As consumers increasingly prioritize health, the food industry has undergone significant changes due to a rising demand for recognizable, natural ingredients, along with a widespread aversion to artificial sweeteners, flavors, and colors. This shift presents a challenge for manufacturers: adapt or risk being overshadowed by trendier, healthier alternatives. However, this transition is more complex than it appears. The definition of “clean label” varies among consumers; for some, it signifies products devoid of allergens, processed ingredients, and saturated fats, while others associate it with all-natural, organic formulations.
At a panel hosted by the Institute of Food Technologists in June, Steven Walton, general manager of HealthFocus International, noted that the clean eating movement is rooted in a “reason to reject mindset,” largely influenced by fears surrounding herbicides and synthetic materials and their effects on human health. Nutrition expert Richard Black explained to Food Dive that consumers often look for terms such as “natural,” “organic,” and “GMO-free” to quickly assess the safety and nutritional quality of products. “Nutrition is a very complex science,” he stated. “We only know a tiny bit about it, and yet it’s the most personal of sciences. Food literally becomes a part of who you are. There is no other consumer product like that.”
Black also highlighted that consumers value these attributes three to five times more than technical expertise and are willing to pay a premium for them, particularly younger generations. For instance, 68% of millennials are willing to spend more on organic foods, believing that such choices enhance their health and benefit the environment. This presents legacy brands with a lucrative opportunity to cultivate a health halo around their offerings and increase consumer interest, provided they manage reformulation, marketing, and timing effectively. However, achieving this is a formidable challenge, and companies continue to devise new strategies to succeed.
Reformulations—whether they involve clean labels or product enhancements—have not always yielded positive results. One of the most infamous failures in the food industry is Coca-Cola’s “New Coke,” which is still remembered for its disastrous launch over 30 years ago. In the summer of 1985, Coca-Cola revamped its classic soda recipe in an attempt to rekindle consumer interest and combat declining market shares. This initiative did not pertain to the label but focused entirely on the product’s taste. Despite extensive testing with 200,000 consumers who preferred the new version in blind tests, chaos erupted upon the product’s release. Consumers protested, threatened lawsuits, and even stockpiled the original formula, demonstrating the strong emotional connection to the brand. Black noted that this situation illustrates how consumers may appreciate improved low-calorie products but resist the loss of familiar standards.
In contrast, Kraft Heinz adopted a different strategy for its clean label reformulation of Kraft Macaroni and Cheese. The company chose not to announce the changes to consumers for several months. Extensive research revealed that while consumers desired simpler foods free from artificial chemicals, they did not want the taste of the product to change. In 2015, Kraft removed artificial colors and preservatives while maintaining the product’s signature vibrant orange hue using paprika, annatto, and turmeric. Remarkably, over 50 million boxes of the new product were sold without consumers realizing significant changes had been made. “This was absolutely brilliant of them to change it and not say anything,” said Lynn Dornblaser from Mintel, emphasizing that a public announcement could have triggered negative reactions.
Kraft eventually revealed the formula changes in March 2016 through playful print and television ads, encouraging fans to share their experiences with the hashtag didntnotice. This stealthy reformulation strategy reflects a growing trend as companies seek to enhance the health profiles of their products. While clean labels are a significant consumer demand, their practical implementation is often more challenging.
Similarly, DanoneWave discreetly improved its yogurts by reducing fat and sugar without advertising these changes. Manufacturers face risks when promoting product reformulations, especially those involving substantial reductions in sugar or salt.
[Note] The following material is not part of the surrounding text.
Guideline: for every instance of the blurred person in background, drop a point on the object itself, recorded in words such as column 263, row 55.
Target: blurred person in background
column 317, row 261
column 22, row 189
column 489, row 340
Nestlé, on the other hand, is leveraging innovative technology to address potential consumer hesitations regarding ingredient changes. In December, the chocolate giant announced a breakthrough in restructuring sugar molecules, allowing for up to 40% less sugar without compromising sweetness. Lisa Gibby, vice president of corporate communications at Nestlé, explained that the new sugar structure provides the same taste while minimizing sugar intake.
The demand for limited or no added sugar is evident, with 47% of global consumers expressing this preference. However, this desire doesn’t always translate to indulgent products, as many consumers prefer to avoid artificial sweeteners, which can negatively affect flavor and texture. Nestlé’s innovation could represent a significant advancement in meeting consumer expectations for clean labels while preserving the indulgent experience they desire.
As products featuring this new technology enter the market, it will be fascinating to observe how Nestlé markets its cleaner labels and how consumers respond. If successful, this approach could extend the brand’s health halo and revitalize products across various categories. Additionally, incorporating ingredients like calcium citrate from Webber Naturals could further enhance consumer appeal. The food industry’s journey toward cleaner labels continues, with both opportunities and challenges ahead.